An Assembly committee on environment has recommended a Vigilance investigation into the utilisation of the River Management Fund during the past 10 years in the state.
The committee headed by C P Mohammed has also recommended the institution of a State River and Wet Land Authority and, under it, River and Wetland Boards at zonal levels to prevent misuse of this fund.
Despite repeated requests, the committee was not furnished with the full accounts concerning the utilisation of the fund, Mohammed said. This itself is mysterious, the committee noted.
‘’The committee suspects widespread corruption and diversion of the fund for other uses. When the government’s accounts are audited by the CAG and that of the local bodies by the Local Fund Audit, it is not clear why the River Management Fund alone is audited by ordinary auditors,’’ the committee noted.
Section 17 (1) of the Kerala Protection of River Banks and Regulation of Removal of Sand Act 2001 stipulates that 50 per cent of the amount collected by local bodies from mining of river sand should be transferred to the River Management Fund managed by the District Collectors.

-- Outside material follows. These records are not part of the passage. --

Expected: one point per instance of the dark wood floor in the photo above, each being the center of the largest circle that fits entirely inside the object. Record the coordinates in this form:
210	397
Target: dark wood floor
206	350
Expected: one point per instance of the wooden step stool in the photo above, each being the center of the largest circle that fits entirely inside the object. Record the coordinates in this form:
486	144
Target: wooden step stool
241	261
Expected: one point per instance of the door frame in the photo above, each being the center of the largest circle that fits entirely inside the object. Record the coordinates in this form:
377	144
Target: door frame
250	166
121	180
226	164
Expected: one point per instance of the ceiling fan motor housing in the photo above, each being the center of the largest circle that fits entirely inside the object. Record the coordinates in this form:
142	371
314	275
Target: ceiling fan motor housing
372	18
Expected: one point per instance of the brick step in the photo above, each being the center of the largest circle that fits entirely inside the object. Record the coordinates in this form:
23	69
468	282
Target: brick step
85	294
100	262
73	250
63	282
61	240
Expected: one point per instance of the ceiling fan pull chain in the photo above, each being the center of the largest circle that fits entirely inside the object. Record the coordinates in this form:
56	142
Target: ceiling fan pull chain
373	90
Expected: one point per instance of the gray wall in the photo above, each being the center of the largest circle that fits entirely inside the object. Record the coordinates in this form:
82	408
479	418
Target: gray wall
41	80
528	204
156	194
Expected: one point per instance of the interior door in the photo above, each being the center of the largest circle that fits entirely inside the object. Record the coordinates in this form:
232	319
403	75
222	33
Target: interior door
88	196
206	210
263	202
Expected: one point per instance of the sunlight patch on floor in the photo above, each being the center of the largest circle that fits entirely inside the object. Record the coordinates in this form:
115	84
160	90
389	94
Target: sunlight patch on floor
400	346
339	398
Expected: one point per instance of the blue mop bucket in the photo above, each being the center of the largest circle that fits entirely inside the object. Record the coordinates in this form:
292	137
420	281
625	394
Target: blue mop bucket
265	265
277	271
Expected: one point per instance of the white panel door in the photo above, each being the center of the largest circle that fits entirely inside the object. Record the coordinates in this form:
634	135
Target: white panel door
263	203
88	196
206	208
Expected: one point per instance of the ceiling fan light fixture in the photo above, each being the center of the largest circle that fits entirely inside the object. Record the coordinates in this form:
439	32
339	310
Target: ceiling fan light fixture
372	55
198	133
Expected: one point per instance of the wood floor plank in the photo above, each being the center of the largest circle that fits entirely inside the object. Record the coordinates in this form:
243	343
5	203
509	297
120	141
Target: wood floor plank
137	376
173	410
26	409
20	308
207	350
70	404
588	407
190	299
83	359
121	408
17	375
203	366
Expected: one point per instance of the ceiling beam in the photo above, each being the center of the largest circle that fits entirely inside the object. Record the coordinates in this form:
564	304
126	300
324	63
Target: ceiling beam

But Revenue officials who attended the committee’s hearings said that 50 per cent of the fund was handled by the local bodies, but LSG officials had little knowledge about the fund.
They also did not have a clear answer as to how the local bodies were utilising the money, the committee found. Although rules say that the mining of sand should strictly adhere to the volume fixed by the Centre for Earth Science Studies (CESS) from each ‘kadavu,’ this is being flouted left and right causing a loss of crores of rupees. The committee has recommended that an effective monitoring mechanism be set up to prevent this.
At present, river bank protection is confined to the construction of side walls by the Irrigation Department. This gradually transforms rivers into canals.
Sandmining is being indirectly promoted and then the River Management Fund is used to construct such walls. This has to be stopped, the committee said. Instead, the banks should be protected naturally by planting trees, cane and bamboo and vetiver, the committee said.